Curiosamente, en nuestra lengua, cuando hablamos de un cuento chino, nos referimos a un relato fantasioso, a una mentira, a una serie de falsedades hiladas para explicar algún evento. No sé cómo se originó esa idea, puesto que los cuentos chinos que conozco entrañan enorme sabiduría.
El Universal / linda.dambrosiom@gmail.com
Dentro del contexto de la literatura china, destacan los chéng yû, expresiones idiomáticas que se representan a través de cuatro caracteres y que remiten, al estilo de nuestros proverbios o refranes, a algún episodio que forma parte del imaginario colectivo chino y que encierra alguna enseñanza moralizante. Leo en internet: “El significado del chéng yû generalmente trasciende su sentido literal, y para comprenderlo es necesario conocer el mito o hecho histórico con el que está conectado y al que debe su origen. Sin este conocimiento el chéng yû puede ser fácilmente malinterpretado o no entendido”.

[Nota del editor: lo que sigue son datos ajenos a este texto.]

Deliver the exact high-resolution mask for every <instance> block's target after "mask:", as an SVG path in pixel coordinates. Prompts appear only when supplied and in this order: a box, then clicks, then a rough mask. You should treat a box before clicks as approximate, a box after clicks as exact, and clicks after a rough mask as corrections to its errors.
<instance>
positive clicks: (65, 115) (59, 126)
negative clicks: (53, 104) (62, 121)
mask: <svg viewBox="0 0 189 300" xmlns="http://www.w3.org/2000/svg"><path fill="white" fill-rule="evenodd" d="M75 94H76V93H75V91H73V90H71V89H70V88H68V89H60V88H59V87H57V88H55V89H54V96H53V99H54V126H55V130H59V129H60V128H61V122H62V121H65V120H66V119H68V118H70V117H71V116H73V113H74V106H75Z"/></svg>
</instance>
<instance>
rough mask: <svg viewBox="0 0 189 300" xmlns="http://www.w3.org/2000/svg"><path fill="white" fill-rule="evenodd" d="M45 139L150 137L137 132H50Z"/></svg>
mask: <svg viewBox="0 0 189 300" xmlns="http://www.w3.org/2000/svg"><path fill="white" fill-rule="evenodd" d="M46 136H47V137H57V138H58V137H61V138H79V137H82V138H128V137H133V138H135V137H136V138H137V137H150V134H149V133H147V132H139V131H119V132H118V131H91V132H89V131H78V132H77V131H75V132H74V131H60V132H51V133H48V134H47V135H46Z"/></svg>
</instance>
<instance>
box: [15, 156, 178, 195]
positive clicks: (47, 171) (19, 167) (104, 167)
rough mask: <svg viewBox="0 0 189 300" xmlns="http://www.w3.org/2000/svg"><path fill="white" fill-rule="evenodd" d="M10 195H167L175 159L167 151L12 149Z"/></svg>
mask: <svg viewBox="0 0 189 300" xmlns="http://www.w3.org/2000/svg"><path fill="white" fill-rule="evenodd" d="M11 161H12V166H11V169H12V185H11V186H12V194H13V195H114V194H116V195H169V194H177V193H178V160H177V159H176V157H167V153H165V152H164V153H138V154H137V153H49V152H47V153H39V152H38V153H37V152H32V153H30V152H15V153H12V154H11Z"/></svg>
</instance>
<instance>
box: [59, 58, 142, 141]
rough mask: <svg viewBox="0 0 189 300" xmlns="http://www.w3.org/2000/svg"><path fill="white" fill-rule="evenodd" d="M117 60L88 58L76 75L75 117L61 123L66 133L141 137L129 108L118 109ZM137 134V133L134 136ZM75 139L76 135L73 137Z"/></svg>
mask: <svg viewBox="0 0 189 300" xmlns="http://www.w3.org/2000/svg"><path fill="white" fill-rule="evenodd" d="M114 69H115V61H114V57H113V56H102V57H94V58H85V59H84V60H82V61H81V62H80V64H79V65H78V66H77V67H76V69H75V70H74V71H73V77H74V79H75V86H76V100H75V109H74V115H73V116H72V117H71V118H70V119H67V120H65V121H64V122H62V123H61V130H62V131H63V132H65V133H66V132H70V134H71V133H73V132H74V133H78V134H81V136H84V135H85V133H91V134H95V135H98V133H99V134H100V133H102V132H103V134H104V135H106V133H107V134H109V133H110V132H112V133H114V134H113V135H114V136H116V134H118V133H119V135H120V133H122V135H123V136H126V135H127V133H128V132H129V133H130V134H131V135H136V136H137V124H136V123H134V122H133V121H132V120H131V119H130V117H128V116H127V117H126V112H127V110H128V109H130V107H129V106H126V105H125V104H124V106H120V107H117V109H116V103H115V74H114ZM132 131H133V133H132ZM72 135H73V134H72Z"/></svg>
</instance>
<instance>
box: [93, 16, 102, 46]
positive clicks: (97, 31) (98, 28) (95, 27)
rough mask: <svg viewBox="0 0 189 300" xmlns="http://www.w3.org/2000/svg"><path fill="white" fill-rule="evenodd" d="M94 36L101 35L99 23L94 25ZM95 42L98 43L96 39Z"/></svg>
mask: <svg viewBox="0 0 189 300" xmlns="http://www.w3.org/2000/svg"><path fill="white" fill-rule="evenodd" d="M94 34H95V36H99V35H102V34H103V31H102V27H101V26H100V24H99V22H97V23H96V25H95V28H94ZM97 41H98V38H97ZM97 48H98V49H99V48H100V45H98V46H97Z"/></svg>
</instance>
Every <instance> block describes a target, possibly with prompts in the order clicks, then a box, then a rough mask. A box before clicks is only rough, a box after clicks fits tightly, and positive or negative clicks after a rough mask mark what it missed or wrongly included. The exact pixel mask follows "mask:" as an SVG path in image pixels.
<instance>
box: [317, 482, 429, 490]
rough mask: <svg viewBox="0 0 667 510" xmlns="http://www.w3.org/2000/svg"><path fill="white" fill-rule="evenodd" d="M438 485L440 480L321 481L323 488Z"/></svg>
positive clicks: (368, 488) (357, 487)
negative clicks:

En su libro Sabiduría de la antigua China (Kairós, 2019) María Eugenia Manrique recopila una serie de proverbios, cuentos y leyendas relacionadas con el chéng yû. Habiendo estudiado pintura tradicional y destacándose en el área de la caligrafía china y japonesa, Manrique ha publicado varias obras en torno al significado de ciertas prácticas en Asia.
Entre los relatos que incluye María Eugenia en el libro, se encuentra el de un humilde guardia fronterizo que, entre sus pocas pertenencias, tenía un caballo. La inesperada desaparición del animal da origen a una serie de sucesos en apariencia desafortunados, pero que a la postre resultan haber sido una bendición. La artista incluye una nota explicativa al pie de la historia: “Los sufrimientos y desgracias dan lugar a cambios en nuestras vidas que en el futuro pueden traer ventajas inesperadas”.
A menudo mi hija, que vive desde hace cuatro años en China, me lo cuestiona cuando me quejo de alguna cosa: ¿Mala suerte? ¿Buena suerte? Y creo que la respuesta puede provenir de la actitud con que asumamos cada situación de nuestra vida.
Comencé a reflexionar sobre este asunto cuando mi amiga Nidia Tabarez me comentó que los budistas suelen afrontar la adversidad con una premisa en mente: ¿Qué puedo aprender en esta situación? Y estoy firmemente convencida de que es así: cada episodio de nuestra vida entraña un tesoro, una oportunidad de crecer, de conocer algo nuevo, de cambiar nuestros hábitos, de fortalecernos y hacernos más hábiles para afrontar los nuevos retos que nos deparará el porvenir.
Evidentemente no siempre es fácil. Nada evitará la cuota de dolor y sufrimiento que algunos eventos puedan comportarnos. Pero todo ello ha de conducirnos, si permanecemos atentos, a ser la persona en la que estamos llamados a convertirnos. Y ya que es inevitable que pasemos por ciertas situaciones, por lo menos hagámoslo rentabilizando la experiencia, viviéndola en la conciencia de la novedad que aporta a nuestras vidas, de cómo nos libra de continuar en la ruedecita del hámster que persiste en su frenética carrera, siempre en el mismo lugar, sin avanzar a ningún sitio.
Desde una postura religiosa puede interpretarse que la divinidad nos envía exactamente las pruebas que necesitamos para desarrollarnos y trascender, pero quien quiera acometerlo desde un punto de vista laico también encontrará sentido a plantearse cuántas formas de crecer puede encontrar en cada aparente desventura.
¿Para evolucionar? ¿Para trascender? Depende de la visión de cada quien. Pero cambios y pérdidas pueden ser el punto de partida de grandes e importantes aprendizajes en nuestra vida si confiamos en que, con cada embate, la vida nos ofrece una oportunidad para crecer.